I live in Bromley, the actual suburbia in Hanif Kureishi’s seminal debut novel The Buddha of Suburbia. And when I read the book, wickedly funny and weirdly sexy as it is, I always envisaged it as set in a drab and melancholy minor key world of browns and greys, not – I’ll be honest – dissimilar to the present day borough.
But in Emma Rice’s typically freewheeling adaptation for the RSC and her own Wise Children company, ’70s Bromley is daubed in gobs of Technicolor – plus, admittedly, quite a lot of brown and grey – for a gleeful joyride of a show that heavily leans into the more Dionysian side of Kureishi’s writing, supercharging the semi-autobiographical story of Karim, a sexually omnivorous mixed-race young man coming of age in the second half of the decade
Playing the ebullient Karim, the infinitely charming Dee Ahluwalia begins the show at a mic, addressing us with a stand-up’s swagger as he sets the scene for a chaotic hurtle through some very formative years that begin as his Pakistani dad – the titular ‘Buddha’ – embarks upon an affair with the boho neighbour, while Karim simultaneously has it off with her preening son.
An awful lot happens in Kureishi’s novel of race, class and sexuality, and Rice manages to cram most of it in, in a story that leaps giddily from the woes of Karim’s parents to the complicated life of his hardcore feminist best friend Jamila (Natasha Jayetileke) - whose father goes on hunger strike to coerce her into marrying the adorably hapless Changez (Simon Rivers) – to Karim’s burgeoning career as a stage actor.
Rice is broadly respectful of the text while piling on some very characteristic flourishes - the show is alive with the music of the era; the frequent sex scenes are accomplished with a hilariously euphemistic deployment of fruit and party poppers; and Ewan Wardrop’s guru-like theatre director Matthew Pyke becomes a sort of meta Svengali, interacting with the audience and overtly manipulating the action on stage, aware he is in a play.

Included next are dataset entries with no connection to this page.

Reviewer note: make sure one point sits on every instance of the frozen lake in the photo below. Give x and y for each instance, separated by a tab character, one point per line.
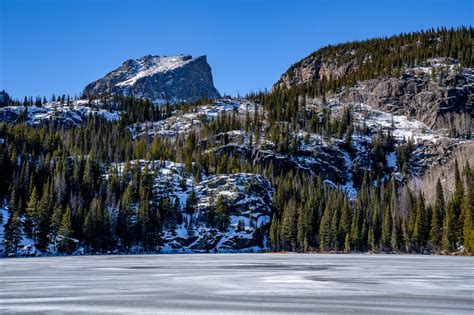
238	283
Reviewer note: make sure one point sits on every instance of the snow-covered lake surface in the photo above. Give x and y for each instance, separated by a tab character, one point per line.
238	283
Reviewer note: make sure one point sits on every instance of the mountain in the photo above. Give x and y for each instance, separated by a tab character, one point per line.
372	154
161	79
425	76
74	114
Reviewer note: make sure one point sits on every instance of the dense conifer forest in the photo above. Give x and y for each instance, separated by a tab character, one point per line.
58	181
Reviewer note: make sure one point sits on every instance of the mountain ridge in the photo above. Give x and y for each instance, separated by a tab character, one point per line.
161	79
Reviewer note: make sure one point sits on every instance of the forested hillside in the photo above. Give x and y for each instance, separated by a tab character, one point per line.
318	164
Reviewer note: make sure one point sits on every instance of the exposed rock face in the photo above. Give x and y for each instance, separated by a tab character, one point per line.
314	68
194	227
440	94
55	113
447	103
160	79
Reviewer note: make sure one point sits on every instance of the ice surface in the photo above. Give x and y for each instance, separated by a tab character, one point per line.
238	284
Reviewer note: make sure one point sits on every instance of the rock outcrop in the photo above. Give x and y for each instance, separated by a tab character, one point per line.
160	79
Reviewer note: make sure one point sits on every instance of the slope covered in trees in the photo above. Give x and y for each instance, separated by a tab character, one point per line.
330	174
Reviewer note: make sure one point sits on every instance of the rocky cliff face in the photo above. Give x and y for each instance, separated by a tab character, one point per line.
160	79
440	93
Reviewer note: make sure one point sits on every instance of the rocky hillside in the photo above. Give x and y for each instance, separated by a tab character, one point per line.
359	147
160	79
412	75
69	115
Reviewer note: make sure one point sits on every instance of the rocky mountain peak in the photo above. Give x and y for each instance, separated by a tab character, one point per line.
162	79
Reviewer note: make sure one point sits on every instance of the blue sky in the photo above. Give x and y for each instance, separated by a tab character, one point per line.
59	46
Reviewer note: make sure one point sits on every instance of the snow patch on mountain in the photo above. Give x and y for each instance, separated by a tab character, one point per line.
70	115
248	197
153	64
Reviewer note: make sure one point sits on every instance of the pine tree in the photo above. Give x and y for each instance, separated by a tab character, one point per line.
65	241
438	211
467	209
325	230
12	234
32	215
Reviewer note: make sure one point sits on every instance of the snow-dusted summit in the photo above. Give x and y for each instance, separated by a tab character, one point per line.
161	79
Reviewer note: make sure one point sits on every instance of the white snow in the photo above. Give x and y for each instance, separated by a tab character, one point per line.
144	67
238	284
72	114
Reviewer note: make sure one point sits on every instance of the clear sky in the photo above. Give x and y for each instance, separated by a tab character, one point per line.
54	46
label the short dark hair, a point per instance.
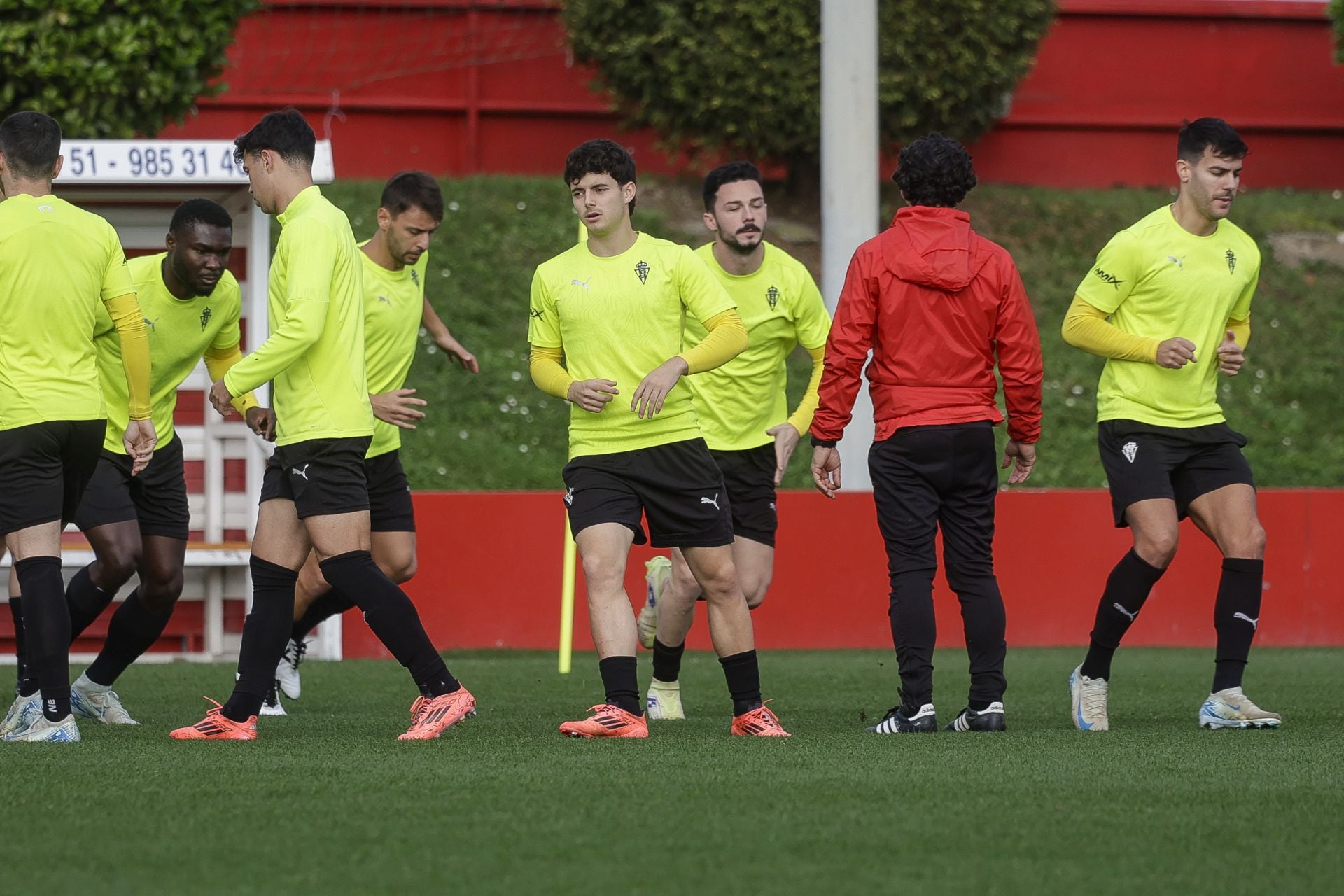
(600, 158)
(30, 143)
(729, 174)
(413, 190)
(200, 211)
(1209, 133)
(934, 171)
(286, 132)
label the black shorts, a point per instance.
(45, 469)
(1144, 463)
(676, 486)
(749, 480)
(323, 477)
(390, 507)
(156, 498)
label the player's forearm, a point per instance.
(130, 321)
(802, 416)
(549, 374)
(218, 363)
(726, 337)
(1088, 328)
(302, 328)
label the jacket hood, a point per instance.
(933, 248)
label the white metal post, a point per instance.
(850, 178)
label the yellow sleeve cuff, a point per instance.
(1086, 328)
(549, 374)
(724, 340)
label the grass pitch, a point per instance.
(327, 801)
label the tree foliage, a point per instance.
(720, 74)
(113, 67)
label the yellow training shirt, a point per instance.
(57, 262)
(617, 318)
(181, 332)
(394, 302)
(315, 352)
(1159, 281)
(781, 308)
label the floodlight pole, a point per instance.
(848, 179)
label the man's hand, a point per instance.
(825, 470)
(1023, 454)
(1176, 354)
(592, 396)
(220, 399)
(398, 407)
(785, 440)
(140, 441)
(654, 388)
(262, 422)
(454, 349)
(1230, 355)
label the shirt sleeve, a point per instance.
(543, 324)
(1114, 276)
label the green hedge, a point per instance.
(720, 74)
(113, 69)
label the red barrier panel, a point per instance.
(489, 574)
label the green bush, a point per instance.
(113, 69)
(718, 74)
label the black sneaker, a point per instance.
(991, 719)
(898, 723)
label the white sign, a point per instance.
(166, 162)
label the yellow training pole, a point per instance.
(568, 575)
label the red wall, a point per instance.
(465, 86)
(489, 574)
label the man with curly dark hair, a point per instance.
(937, 305)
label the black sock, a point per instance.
(667, 662)
(1126, 590)
(46, 621)
(86, 602)
(1236, 618)
(320, 610)
(622, 682)
(265, 633)
(132, 631)
(743, 676)
(393, 618)
(27, 682)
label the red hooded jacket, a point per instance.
(934, 302)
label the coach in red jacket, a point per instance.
(936, 304)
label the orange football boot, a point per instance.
(216, 726)
(608, 722)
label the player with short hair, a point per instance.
(742, 409)
(396, 265)
(57, 265)
(315, 493)
(612, 307)
(1168, 305)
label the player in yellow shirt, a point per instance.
(139, 524)
(742, 410)
(315, 493)
(612, 308)
(58, 265)
(396, 262)
(1168, 304)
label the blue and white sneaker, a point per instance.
(23, 711)
(41, 729)
(1231, 708)
(1089, 701)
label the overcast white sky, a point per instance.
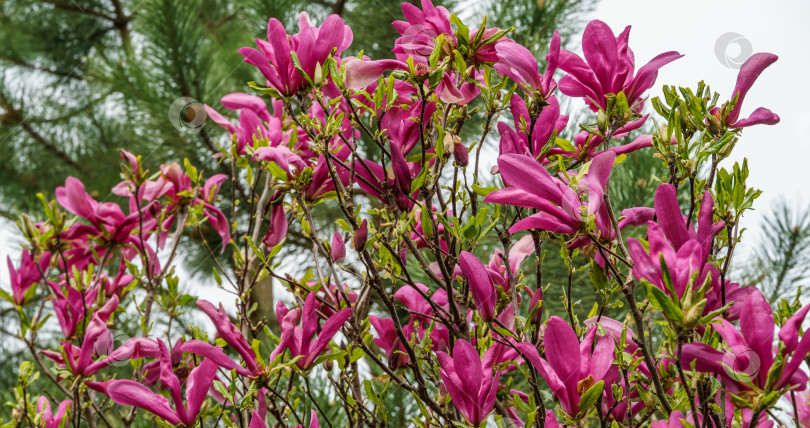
(777, 155)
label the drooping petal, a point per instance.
(480, 284)
(130, 393)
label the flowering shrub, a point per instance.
(388, 143)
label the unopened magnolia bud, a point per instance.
(360, 236)
(338, 248)
(27, 227)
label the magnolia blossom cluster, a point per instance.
(468, 339)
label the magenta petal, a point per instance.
(757, 325)
(789, 334)
(199, 381)
(480, 284)
(130, 393)
(544, 221)
(565, 356)
(467, 364)
(669, 215)
(601, 52)
(760, 116)
(706, 358)
(598, 175)
(332, 325)
(749, 72)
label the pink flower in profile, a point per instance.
(803, 408)
(299, 339)
(469, 381)
(388, 339)
(98, 340)
(571, 367)
(313, 46)
(186, 409)
(608, 68)
(29, 273)
(313, 421)
(50, 419)
(278, 227)
(549, 123)
(685, 250)
(107, 220)
(749, 72)
(254, 120)
(517, 62)
(749, 355)
(481, 287)
(229, 333)
(338, 247)
(560, 208)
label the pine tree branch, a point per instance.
(13, 115)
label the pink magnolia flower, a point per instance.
(50, 419)
(313, 46)
(749, 355)
(608, 68)
(388, 339)
(29, 273)
(278, 227)
(69, 305)
(561, 209)
(182, 187)
(313, 421)
(547, 124)
(338, 247)
(107, 220)
(230, 334)
(469, 381)
(299, 338)
(98, 340)
(571, 367)
(484, 294)
(254, 120)
(186, 409)
(749, 72)
(803, 407)
(684, 249)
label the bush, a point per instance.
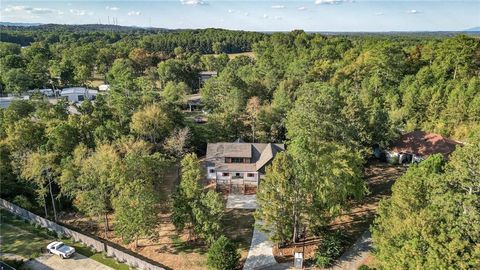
(13, 262)
(23, 202)
(329, 249)
(222, 255)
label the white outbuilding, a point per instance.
(78, 94)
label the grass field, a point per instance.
(21, 238)
(21, 242)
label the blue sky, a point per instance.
(311, 15)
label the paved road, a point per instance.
(260, 254)
(237, 201)
(53, 262)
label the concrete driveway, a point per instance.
(238, 201)
(77, 262)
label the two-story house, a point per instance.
(241, 161)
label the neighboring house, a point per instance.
(46, 92)
(78, 94)
(203, 76)
(418, 145)
(194, 102)
(104, 87)
(239, 161)
(5, 101)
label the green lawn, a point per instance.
(26, 240)
(21, 242)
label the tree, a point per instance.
(177, 144)
(151, 123)
(91, 179)
(175, 93)
(222, 255)
(62, 138)
(279, 201)
(199, 212)
(17, 81)
(135, 212)
(253, 109)
(432, 219)
(187, 194)
(41, 169)
(208, 212)
(217, 47)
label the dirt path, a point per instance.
(356, 255)
(77, 262)
(260, 254)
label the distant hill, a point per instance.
(473, 29)
(18, 24)
(79, 27)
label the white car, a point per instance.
(60, 249)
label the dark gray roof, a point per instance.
(259, 153)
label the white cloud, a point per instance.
(81, 12)
(134, 13)
(112, 8)
(192, 2)
(31, 10)
(321, 2)
(15, 8)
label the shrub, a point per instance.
(222, 255)
(393, 160)
(329, 249)
(23, 202)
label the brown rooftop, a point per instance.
(424, 144)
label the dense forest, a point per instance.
(329, 98)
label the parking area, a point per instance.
(237, 201)
(53, 262)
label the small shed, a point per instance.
(104, 87)
(203, 76)
(194, 102)
(78, 94)
(418, 145)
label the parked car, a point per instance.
(60, 249)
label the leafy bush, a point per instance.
(222, 255)
(329, 249)
(393, 160)
(23, 202)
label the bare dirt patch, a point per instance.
(379, 178)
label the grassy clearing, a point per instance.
(238, 225)
(21, 238)
(20, 242)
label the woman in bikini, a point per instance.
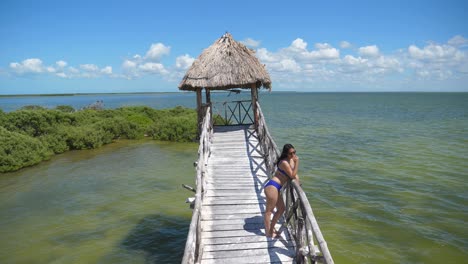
(287, 166)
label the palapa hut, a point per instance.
(224, 65)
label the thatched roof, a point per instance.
(226, 64)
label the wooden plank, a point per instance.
(232, 233)
(253, 227)
(239, 240)
(215, 217)
(256, 260)
(276, 243)
(233, 194)
(218, 201)
(271, 252)
(253, 211)
(251, 220)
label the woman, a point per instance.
(287, 165)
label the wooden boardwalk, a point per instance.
(232, 229)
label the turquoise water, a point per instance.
(386, 175)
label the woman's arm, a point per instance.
(287, 168)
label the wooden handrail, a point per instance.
(299, 217)
(192, 249)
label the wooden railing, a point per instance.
(299, 217)
(234, 112)
(192, 246)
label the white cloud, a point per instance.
(89, 67)
(61, 64)
(156, 51)
(152, 67)
(251, 43)
(62, 75)
(458, 41)
(369, 51)
(286, 65)
(184, 62)
(345, 45)
(434, 52)
(299, 44)
(298, 63)
(33, 65)
(107, 70)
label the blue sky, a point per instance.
(147, 46)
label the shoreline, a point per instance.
(190, 92)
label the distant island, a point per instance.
(33, 133)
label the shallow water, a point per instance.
(122, 203)
(386, 175)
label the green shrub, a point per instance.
(33, 107)
(65, 108)
(18, 151)
(29, 136)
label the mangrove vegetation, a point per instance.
(33, 133)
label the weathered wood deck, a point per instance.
(232, 229)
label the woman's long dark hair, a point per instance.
(285, 153)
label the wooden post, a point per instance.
(208, 102)
(254, 93)
(199, 111)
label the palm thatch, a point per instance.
(226, 64)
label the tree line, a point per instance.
(33, 134)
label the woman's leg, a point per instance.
(271, 194)
(279, 211)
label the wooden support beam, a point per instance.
(254, 95)
(208, 103)
(199, 111)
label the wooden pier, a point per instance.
(234, 162)
(227, 223)
(232, 229)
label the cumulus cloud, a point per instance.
(369, 51)
(156, 51)
(152, 67)
(298, 63)
(434, 52)
(345, 45)
(184, 62)
(251, 43)
(61, 64)
(33, 65)
(458, 41)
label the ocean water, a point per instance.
(385, 173)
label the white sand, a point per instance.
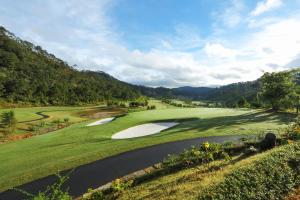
(102, 121)
(143, 130)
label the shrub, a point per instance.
(66, 120)
(268, 142)
(52, 192)
(293, 131)
(118, 185)
(9, 121)
(270, 177)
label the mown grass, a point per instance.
(27, 117)
(265, 176)
(36, 157)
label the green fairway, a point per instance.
(27, 117)
(36, 157)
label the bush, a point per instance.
(66, 120)
(293, 131)
(53, 192)
(203, 155)
(9, 121)
(270, 177)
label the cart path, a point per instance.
(102, 171)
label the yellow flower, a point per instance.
(196, 153)
(206, 145)
(290, 141)
(117, 181)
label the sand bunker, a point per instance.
(143, 130)
(102, 121)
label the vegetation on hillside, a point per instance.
(30, 74)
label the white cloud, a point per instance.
(217, 50)
(87, 37)
(231, 16)
(264, 6)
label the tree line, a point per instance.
(30, 74)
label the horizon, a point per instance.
(200, 44)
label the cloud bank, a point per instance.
(238, 49)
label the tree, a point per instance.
(9, 121)
(277, 89)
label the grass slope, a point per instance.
(269, 175)
(36, 157)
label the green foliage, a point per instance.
(30, 74)
(196, 155)
(119, 185)
(271, 177)
(53, 192)
(278, 89)
(94, 195)
(293, 131)
(9, 121)
(66, 120)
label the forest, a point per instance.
(30, 74)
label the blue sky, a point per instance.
(164, 42)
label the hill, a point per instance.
(30, 74)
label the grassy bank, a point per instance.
(270, 175)
(36, 157)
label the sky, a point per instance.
(168, 43)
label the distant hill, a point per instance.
(30, 74)
(229, 95)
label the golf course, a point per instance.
(158, 100)
(36, 157)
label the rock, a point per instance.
(268, 142)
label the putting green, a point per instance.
(25, 160)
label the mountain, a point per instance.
(30, 74)
(228, 95)
(193, 92)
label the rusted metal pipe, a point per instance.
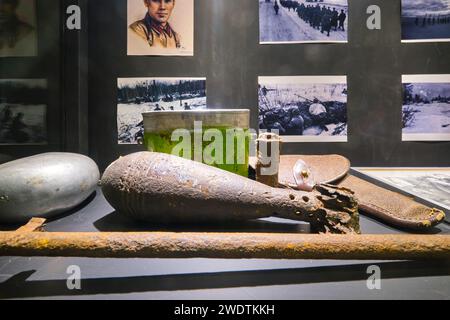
(225, 245)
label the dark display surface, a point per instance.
(228, 54)
(216, 278)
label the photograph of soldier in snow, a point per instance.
(426, 108)
(309, 108)
(139, 95)
(23, 111)
(425, 20)
(290, 21)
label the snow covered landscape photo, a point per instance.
(304, 108)
(426, 108)
(23, 111)
(425, 20)
(303, 21)
(140, 95)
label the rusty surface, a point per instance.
(158, 188)
(225, 245)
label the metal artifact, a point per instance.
(158, 187)
(29, 241)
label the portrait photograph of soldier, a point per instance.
(425, 20)
(303, 21)
(23, 111)
(139, 95)
(426, 108)
(161, 27)
(18, 34)
(304, 108)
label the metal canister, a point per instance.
(218, 137)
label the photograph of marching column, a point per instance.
(304, 108)
(425, 20)
(426, 108)
(23, 111)
(303, 21)
(139, 95)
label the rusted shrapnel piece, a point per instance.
(268, 148)
(158, 187)
(225, 245)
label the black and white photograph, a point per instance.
(425, 20)
(161, 27)
(430, 184)
(140, 95)
(426, 108)
(303, 21)
(23, 111)
(304, 108)
(18, 30)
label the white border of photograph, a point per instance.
(180, 20)
(425, 78)
(379, 173)
(416, 40)
(305, 41)
(306, 80)
(41, 82)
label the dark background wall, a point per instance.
(228, 54)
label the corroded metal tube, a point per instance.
(164, 188)
(225, 245)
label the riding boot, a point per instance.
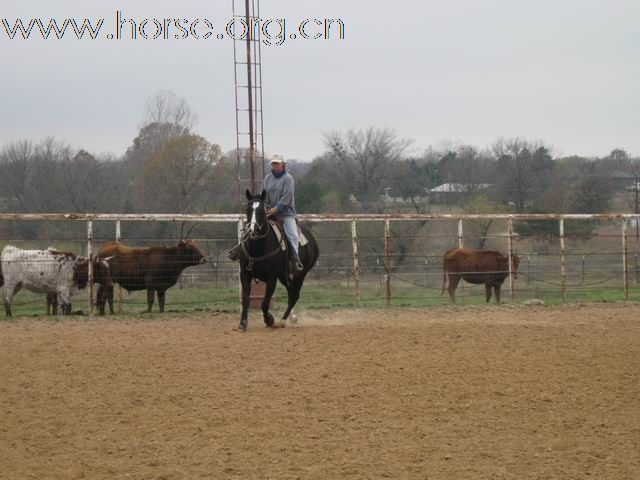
(296, 264)
(234, 253)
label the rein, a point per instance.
(254, 260)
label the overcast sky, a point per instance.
(564, 71)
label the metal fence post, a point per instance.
(387, 260)
(240, 232)
(461, 245)
(563, 262)
(356, 263)
(90, 266)
(510, 257)
(625, 268)
(118, 238)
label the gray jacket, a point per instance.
(280, 194)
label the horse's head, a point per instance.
(257, 222)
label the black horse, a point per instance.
(263, 258)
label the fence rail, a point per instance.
(360, 260)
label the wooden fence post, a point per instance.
(510, 257)
(625, 268)
(563, 262)
(90, 266)
(118, 238)
(356, 263)
(461, 245)
(387, 260)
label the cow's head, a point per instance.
(515, 262)
(188, 254)
(257, 222)
(101, 272)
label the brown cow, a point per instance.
(478, 267)
(154, 269)
(101, 275)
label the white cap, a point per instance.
(277, 158)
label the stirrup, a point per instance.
(234, 253)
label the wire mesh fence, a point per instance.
(369, 260)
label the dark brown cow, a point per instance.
(478, 267)
(154, 269)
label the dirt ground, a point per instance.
(499, 392)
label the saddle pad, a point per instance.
(302, 240)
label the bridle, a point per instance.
(247, 237)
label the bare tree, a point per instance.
(362, 159)
(164, 107)
(16, 162)
(522, 170)
(182, 175)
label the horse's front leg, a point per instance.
(245, 280)
(269, 321)
(293, 294)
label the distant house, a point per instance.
(454, 192)
(622, 180)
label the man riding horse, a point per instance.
(280, 189)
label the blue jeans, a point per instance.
(291, 230)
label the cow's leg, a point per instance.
(52, 304)
(453, 284)
(487, 290)
(266, 301)
(245, 280)
(110, 299)
(150, 298)
(9, 293)
(101, 299)
(64, 301)
(161, 294)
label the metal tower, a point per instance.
(247, 60)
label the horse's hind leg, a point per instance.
(269, 321)
(293, 292)
(246, 293)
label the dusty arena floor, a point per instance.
(444, 393)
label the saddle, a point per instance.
(278, 229)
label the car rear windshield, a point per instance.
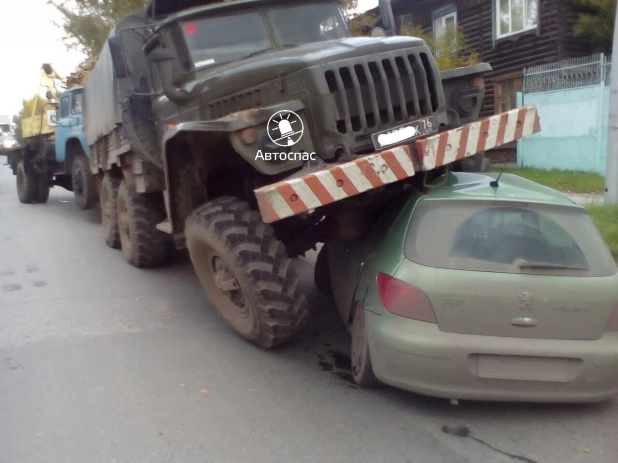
(217, 40)
(507, 238)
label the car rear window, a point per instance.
(507, 238)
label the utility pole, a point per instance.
(611, 167)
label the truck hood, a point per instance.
(262, 68)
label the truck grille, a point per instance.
(381, 92)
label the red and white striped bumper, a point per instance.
(340, 181)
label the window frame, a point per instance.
(74, 96)
(497, 83)
(513, 35)
(443, 18)
(67, 99)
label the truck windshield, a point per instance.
(301, 24)
(222, 39)
(76, 106)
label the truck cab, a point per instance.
(70, 138)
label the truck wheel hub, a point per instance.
(227, 283)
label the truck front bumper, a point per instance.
(311, 189)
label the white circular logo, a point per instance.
(285, 128)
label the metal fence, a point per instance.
(567, 74)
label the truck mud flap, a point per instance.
(334, 182)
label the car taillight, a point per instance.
(403, 299)
(613, 321)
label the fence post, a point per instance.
(601, 144)
(611, 169)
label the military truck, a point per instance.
(55, 152)
(251, 131)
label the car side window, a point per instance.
(64, 106)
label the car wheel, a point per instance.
(362, 370)
(321, 272)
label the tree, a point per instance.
(450, 50)
(87, 23)
(595, 22)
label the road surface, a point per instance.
(102, 362)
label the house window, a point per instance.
(443, 24)
(514, 16)
(505, 93)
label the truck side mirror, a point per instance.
(386, 14)
(163, 59)
(117, 51)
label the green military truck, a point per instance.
(250, 131)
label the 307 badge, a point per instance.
(410, 131)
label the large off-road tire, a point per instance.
(26, 185)
(321, 272)
(362, 369)
(143, 245)
(109, 210)
(42, 189)
(84, 185)
(246, 271)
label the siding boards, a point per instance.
(553, 42)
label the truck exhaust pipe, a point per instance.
(164, 60)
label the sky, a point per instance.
(30, 38)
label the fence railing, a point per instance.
(572, 73)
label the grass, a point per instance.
(567, 181)
(605, 219)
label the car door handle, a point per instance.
(524, 321)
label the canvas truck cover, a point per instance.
(103, 92)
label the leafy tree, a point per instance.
(87, 23)
(450, 50)
(596, 23)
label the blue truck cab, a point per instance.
(61, 160)
(70, 137)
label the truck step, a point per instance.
(335, 182)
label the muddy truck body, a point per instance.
(250, 131)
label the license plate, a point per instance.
(406, 132)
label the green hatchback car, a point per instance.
(482, 290)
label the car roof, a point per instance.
(512, 188)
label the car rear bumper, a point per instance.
(418, 357)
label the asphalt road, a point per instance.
(102, 362)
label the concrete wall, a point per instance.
(573, 130)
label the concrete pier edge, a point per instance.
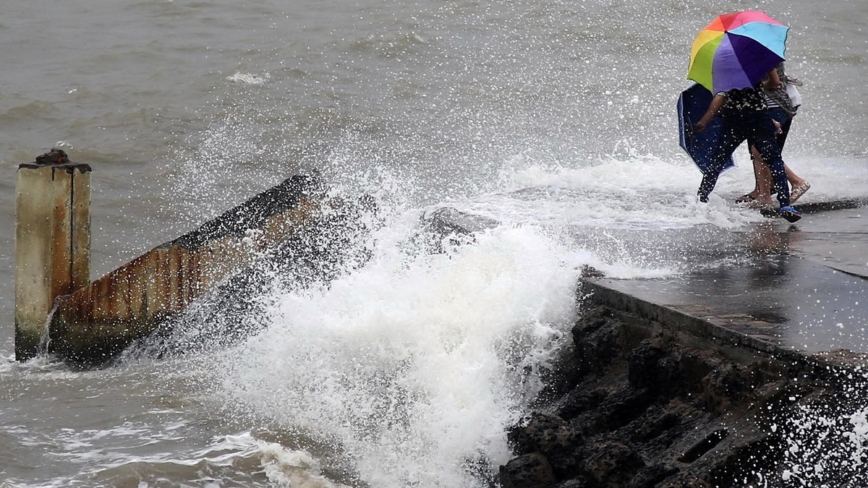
(825, 364)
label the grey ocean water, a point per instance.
(543, 115)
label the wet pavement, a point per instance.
(803, 286)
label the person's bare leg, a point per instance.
(763, 175)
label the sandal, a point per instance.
(798, 192)
(763, 207)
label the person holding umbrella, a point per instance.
(729, 58)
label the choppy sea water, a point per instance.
(554, 118)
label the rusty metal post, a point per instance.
(52, 242)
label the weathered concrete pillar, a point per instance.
(52, 242)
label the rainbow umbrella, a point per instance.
(736, 50)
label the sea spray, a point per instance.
(414, 365)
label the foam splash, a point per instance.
(415, 365)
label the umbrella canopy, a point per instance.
(736, 50)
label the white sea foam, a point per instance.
(416, 364)
(249, 78)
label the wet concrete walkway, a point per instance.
(808, 293)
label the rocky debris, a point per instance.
(642, 405)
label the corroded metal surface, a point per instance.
(97, 321)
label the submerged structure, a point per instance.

I think herein lies the crux of what Rice has done to The Buddha of Suburbia. In the book the sections with Pyke come across as unsettling and problematic. But on stage much of the darker stuff is whizzed up into Rice’s breathlessly Day Glo direction - it’s still there, but she has opted to play it lightly, even absurdly. When Eleanor, the posh actress who Karim starts seeing, wails about how depressed she is, Rice has her long term foil Katy Owen ham the role up into silliness rather than give us time and space to feel bad for her.
Ultimately Kureishi’s book is a wryly fictionalised account of his formative years, which happen to have been in the late ’70s; Rice’s play honours the book and smartly grasps its themes but her play is, as much as anything, a breathless love letter to the late ‘70s. They’re two contradictory goals; for all the respect Rice has shown, it’s a clear melding of her vision and Kureishi’s, not his uncut. That’s always the deal with Rice, though it feels more acute with this sort of naturalistic source material. But if there are aspects of The Buddha of Suburbia that get lost in translation, there’s more than enough brilliance to compensate – it explodes across the stage with the force and glee and colour of a thousand party poppers.